Pemerintah setiap tahun
mengeluarkan dana triliunan rupiah untuk dana bantuan sosial. Jumlahnya
sungguh fantastis. Pada periode 2007-2011, anggaran bansos yang disiapkan
pemerintah mencapai Rp 300,94 triliun untuk tingkat daerah dan pusat. Tahun
2012, alokasi dana bansos sekitar Rp 47 triliun dan pada tahun 2013
meningkat menjadi Rp 63,4 triliun.
Sayangnya, penyaluran dana bantuan
sosial (bansos) rawan diselewengkan dan melenceng dari tujuan awalnya,
yaitu untuk kesejahteraan rakyat. Potensi terjadi penyimpangan atau korupsi
sangat tinggi mengingat alokasi dana bansos yang sangat besar. Korupsi
dana bansos sudah menjadi wabah seperti penyakit karena menyebar ke
sejumlah daerah.
Pada 2007, Badan Pemeriksa
Keuangan mengungkapkan adanya realisasi anggaran bansos sebesar Rp 1,015
triliun yang tidak dapat dipertanggungjawabkan. Hasil pemeriksaan BPK
semester I/2010 juga menemukan penyimpangan penggunaan dana bansos di 19
provinsi yang nilainya mencapai Rp 765 miliar. Potensi korupsi dana bansos
di sejumlah pemerintah daerah juga sudah diingatkan Komisi Pemberantasan
Korupsi dalam kajian yang dibuat pada 2011. KPK menemukan persoalan dana
bansos dalam dua aspek utama, yaitu regulasi dan tata laksana.
Ketidaksinkronan Regulasi
Dari aspek regulasi, KPK menemukan
adanya ketidaksinkronan antara kebijakan Menteri Dalam Negeri dan Peraturan
Menteri Dalam Negeri (Permendagri) terkait bansos. Juga tidak ditemukan
adanya ketentuan yang mengatur tentang keadilan dalam pengelolaan dana bansos.

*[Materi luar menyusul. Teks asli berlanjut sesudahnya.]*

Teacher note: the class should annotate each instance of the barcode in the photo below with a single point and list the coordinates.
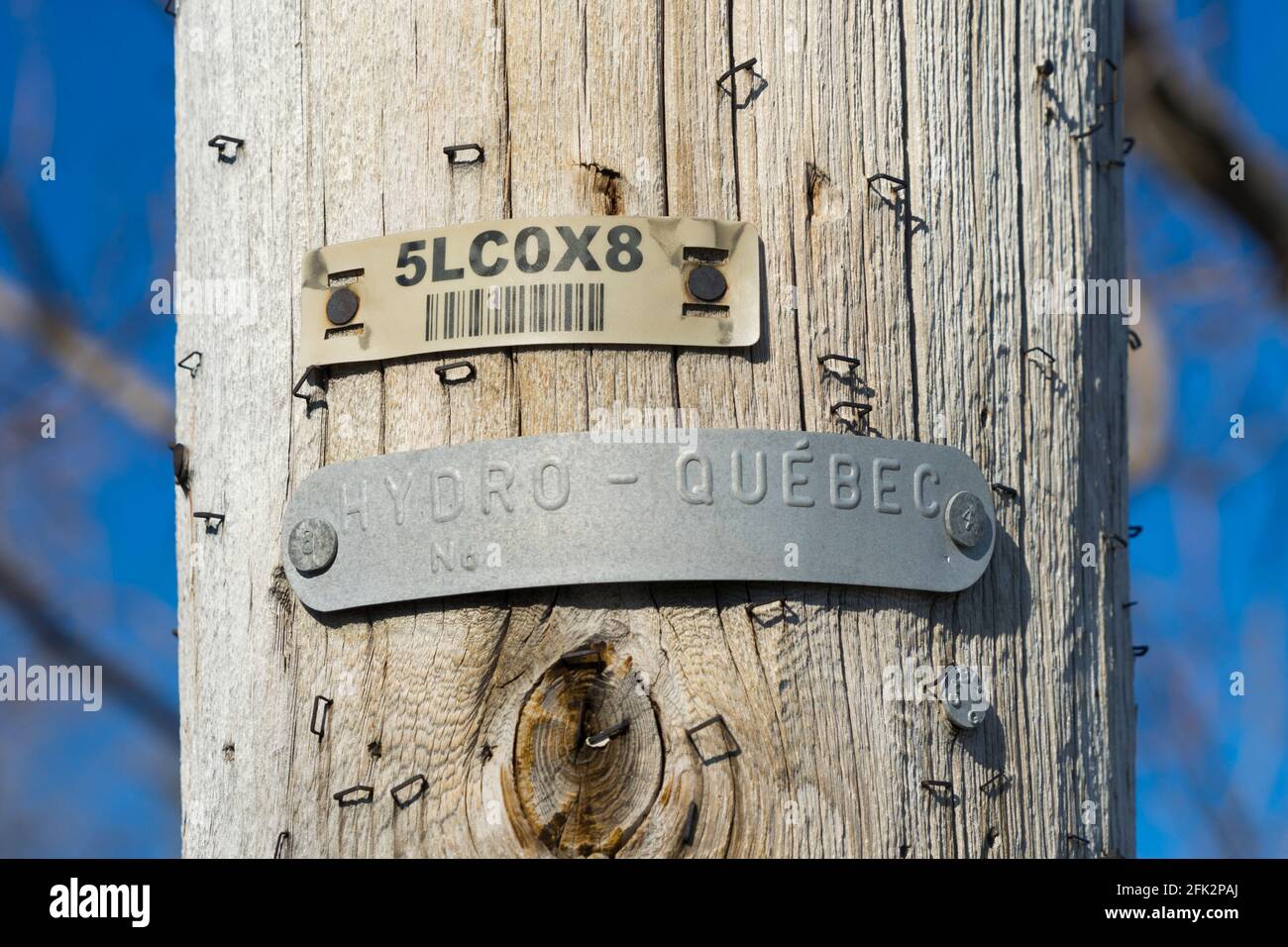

Dalam aspek tata laksana ditemukan
sejumlah masalah dalam proses penganggaran, penyaluran, pertanggungjawaban,
dan pengawasan. Peruntukan dana bansos juga sangat bervariasi, mulai dari
kepentingan pribadi dan atau keluarga, menyumbang tempat ibadah, membantu
organisasi masyarakat atau keagamaan atau kepemudaan dan tokoh agama,
hingga membiayai klub sepak bola di daerah. Modus korupsi dana bansos
biasanya beragam. Modus yang sering terjadi adalah pemberian bantuan tanpa
pengajuan, pemberian bantuan melebihi alokasi, pemotongan bantuan,
pemberian bantuan tanpa pertanggungjawaban penggunaan, dan proposal atau
bantuan fiktif.
Potensi penyimpangan terjadi
karena tidak ada pedoman umum yang rinci tentang penyaluran dana bansos.
Selain itu, mekanisme penyaluran dana yang dibuat pemerintah daerah sering
kali dipengaruhi kepentingan elite politik atau partai politik tertentu.
Alokasi dana bansos biasanya mengalami peningkatan menjelang
penyelenggaraan pemilihan umum atau pemilihan kepala daerah (pilkada).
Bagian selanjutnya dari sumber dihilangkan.